How: Perform a round of the above circuit with your weaker arm, before repeating on the opposite side. Perform five rounds on each side, for ten total. Complete all rounds as quickly as possible whilst maintaining high movement standards.


"Full Body(weight) Circuit"

Our Fitness Editors Go-To Hotel Room WOD

Requires: Bodyweight

MH says: Wherever you find yourself, home or away, this workout is the perfect way to get your muscle-swelling fitness hit. Requiring just your bodyweight and hitting your chest, shoulders and legs whilst firing up your metabolism, this WOD is an epic 'break glass in the case of emergency' CrossFit style workout. Keep your form sharp but make a note of your finishing time and aim to beat it on subsequent attempts.

20 rounds:

  • 5 burpees

  • 10 press-ups

  • 15 squats

How: Work your way through 20 rounds of the above circuit as quickly as possible whilst maintaining good movement standards. Rest as necessary but push yourself and aim to beat your time on subsequent attempts.


"Dumbbell Kalsu"

Modified Hero WOD

Requires: Single dumbbell

MH says: A modified version of the only CrossFit workout our fitness editor will admit to being actively afraid of. Your aim here is to get through 100 dumbbell thrusters as quickly as possible. The catch? At the beginning of each minute you must stop and perform 5 burpees, majorly breaking your stride and adding to your fatigue. For this home workout remix, switch arms every 5-10 reps, depending on the weight of your dumbbell. Make a note of your finishing time and aim to beat it on subsequent attempts.

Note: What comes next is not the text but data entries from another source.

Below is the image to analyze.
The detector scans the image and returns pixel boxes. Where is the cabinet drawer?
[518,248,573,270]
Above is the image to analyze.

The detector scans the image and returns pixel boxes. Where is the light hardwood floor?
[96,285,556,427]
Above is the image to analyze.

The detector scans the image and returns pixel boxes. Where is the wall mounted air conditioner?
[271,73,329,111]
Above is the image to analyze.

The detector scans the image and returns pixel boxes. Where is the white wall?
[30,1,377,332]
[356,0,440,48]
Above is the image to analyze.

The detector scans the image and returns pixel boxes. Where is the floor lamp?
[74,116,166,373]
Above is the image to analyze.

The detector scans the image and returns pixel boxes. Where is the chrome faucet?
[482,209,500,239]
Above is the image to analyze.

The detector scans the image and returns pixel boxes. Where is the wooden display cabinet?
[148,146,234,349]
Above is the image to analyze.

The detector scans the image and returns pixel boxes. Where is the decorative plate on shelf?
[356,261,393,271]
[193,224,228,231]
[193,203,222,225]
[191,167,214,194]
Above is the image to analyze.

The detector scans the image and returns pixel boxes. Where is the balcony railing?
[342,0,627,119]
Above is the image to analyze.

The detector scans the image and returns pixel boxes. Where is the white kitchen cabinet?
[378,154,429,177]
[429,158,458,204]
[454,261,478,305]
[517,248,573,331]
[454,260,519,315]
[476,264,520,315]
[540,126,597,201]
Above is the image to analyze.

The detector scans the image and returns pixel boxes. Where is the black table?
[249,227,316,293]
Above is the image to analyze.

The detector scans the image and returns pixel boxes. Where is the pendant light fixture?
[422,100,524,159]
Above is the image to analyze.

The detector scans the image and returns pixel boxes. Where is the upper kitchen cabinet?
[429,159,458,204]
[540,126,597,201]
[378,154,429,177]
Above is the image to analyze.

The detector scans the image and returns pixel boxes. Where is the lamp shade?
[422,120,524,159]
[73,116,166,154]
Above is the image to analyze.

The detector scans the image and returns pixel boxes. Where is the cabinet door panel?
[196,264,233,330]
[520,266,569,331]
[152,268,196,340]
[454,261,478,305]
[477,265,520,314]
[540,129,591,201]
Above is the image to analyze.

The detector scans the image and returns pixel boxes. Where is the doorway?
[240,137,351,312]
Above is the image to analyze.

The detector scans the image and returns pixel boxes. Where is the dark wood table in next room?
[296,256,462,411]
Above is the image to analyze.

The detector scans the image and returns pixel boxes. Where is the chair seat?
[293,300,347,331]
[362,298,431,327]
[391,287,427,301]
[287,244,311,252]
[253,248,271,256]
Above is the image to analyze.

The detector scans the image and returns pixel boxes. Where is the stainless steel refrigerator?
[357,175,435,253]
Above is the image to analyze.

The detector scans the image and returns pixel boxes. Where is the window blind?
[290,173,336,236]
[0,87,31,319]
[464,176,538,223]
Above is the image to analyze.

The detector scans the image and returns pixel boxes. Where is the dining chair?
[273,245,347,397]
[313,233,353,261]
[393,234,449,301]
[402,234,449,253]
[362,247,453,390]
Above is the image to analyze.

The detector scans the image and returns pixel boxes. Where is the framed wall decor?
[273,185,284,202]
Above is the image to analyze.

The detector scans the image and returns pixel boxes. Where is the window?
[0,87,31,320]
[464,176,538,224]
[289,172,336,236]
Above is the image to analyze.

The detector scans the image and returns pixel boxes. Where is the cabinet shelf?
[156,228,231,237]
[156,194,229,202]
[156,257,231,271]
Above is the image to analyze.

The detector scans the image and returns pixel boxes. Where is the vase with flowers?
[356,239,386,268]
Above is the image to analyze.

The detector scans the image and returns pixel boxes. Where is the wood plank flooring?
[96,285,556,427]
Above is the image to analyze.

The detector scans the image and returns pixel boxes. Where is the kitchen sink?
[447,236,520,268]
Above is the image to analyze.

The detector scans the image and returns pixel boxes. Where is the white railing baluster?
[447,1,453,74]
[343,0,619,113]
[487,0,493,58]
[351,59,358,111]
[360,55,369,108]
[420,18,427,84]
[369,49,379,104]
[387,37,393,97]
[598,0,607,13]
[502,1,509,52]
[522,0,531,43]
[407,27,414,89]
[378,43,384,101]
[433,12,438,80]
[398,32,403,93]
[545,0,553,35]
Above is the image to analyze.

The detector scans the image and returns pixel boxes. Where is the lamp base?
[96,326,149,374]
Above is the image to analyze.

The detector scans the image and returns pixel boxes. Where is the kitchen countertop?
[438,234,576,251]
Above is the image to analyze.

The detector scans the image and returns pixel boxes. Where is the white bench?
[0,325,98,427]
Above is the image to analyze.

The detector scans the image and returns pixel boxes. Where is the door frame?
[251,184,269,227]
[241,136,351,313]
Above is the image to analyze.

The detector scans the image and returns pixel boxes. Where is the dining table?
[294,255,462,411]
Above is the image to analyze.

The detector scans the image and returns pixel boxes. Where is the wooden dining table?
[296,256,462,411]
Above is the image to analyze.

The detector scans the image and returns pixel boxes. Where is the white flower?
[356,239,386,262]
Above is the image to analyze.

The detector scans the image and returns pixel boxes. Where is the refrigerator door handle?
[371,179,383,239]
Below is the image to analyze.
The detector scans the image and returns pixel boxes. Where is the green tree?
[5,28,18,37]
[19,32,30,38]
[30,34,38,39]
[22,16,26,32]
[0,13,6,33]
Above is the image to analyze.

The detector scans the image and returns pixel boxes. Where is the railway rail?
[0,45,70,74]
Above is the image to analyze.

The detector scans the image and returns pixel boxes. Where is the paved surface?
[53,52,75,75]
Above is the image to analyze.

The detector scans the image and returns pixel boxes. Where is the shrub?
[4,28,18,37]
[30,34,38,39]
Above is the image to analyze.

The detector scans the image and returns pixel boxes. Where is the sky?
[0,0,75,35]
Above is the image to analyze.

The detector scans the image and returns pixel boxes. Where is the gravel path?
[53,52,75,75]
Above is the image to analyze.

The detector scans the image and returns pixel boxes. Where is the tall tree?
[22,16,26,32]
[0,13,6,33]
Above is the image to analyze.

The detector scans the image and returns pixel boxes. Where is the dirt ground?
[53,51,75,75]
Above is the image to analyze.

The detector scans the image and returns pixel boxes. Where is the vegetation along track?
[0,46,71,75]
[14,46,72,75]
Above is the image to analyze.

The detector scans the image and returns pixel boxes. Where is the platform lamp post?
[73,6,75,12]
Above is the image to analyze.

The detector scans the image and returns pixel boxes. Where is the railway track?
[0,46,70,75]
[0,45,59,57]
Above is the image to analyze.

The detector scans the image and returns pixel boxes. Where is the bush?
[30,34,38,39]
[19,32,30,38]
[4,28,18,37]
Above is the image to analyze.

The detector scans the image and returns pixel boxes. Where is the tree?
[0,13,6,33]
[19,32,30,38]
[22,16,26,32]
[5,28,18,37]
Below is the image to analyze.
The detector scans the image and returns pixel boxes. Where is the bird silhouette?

  • 100 single arm thrusters

  • EMOM until complete

  • perform 5 burpees beginning of every minute

How: Start a running clock and immediately perform five burpees before beginning your thrusters. Count backwards from 100, switching sides every 5-10 reps, depending on the weight of your dumbbell. At the beginning of new minute stop and perform five burpees. Complete all reps as quickly as possible whilst maintaining high movement standards.


“Zachary Tellier”

Crossfit ‘Hero’ workout

Requires: Bodyweight

MH says: A high rep bodyweight only Hero WOD, 'Zachary Tellier' employs a combination of burpees, push-ups, lunges and sit-ups to tax your whole body using nothing but enough space to lie down in. Divided into 5 rounds, each round sees the addition of a new movement ('12 days of Christmas' style). By the end of the workout you will have completed a staggering 700 reps.

For time:

  • 10 Burpees

  • 10 Burpees

  • 25 Push-Ups

  • 10 Burpees

  • 25 Push-Ups

  • 50 Lunges

  • 10 Burpees

  • 25 Push-Ups

  • 50 Lunges

  • 100 Sit-Ups

  • 10 Burpees

  • 25 Push-Ups

  • 50 Lunges

  • 100 Sit-Ups

  • 150 Air Squats

How: Work your way through all reps, resting and pacing as necessary to maintain high movement standards.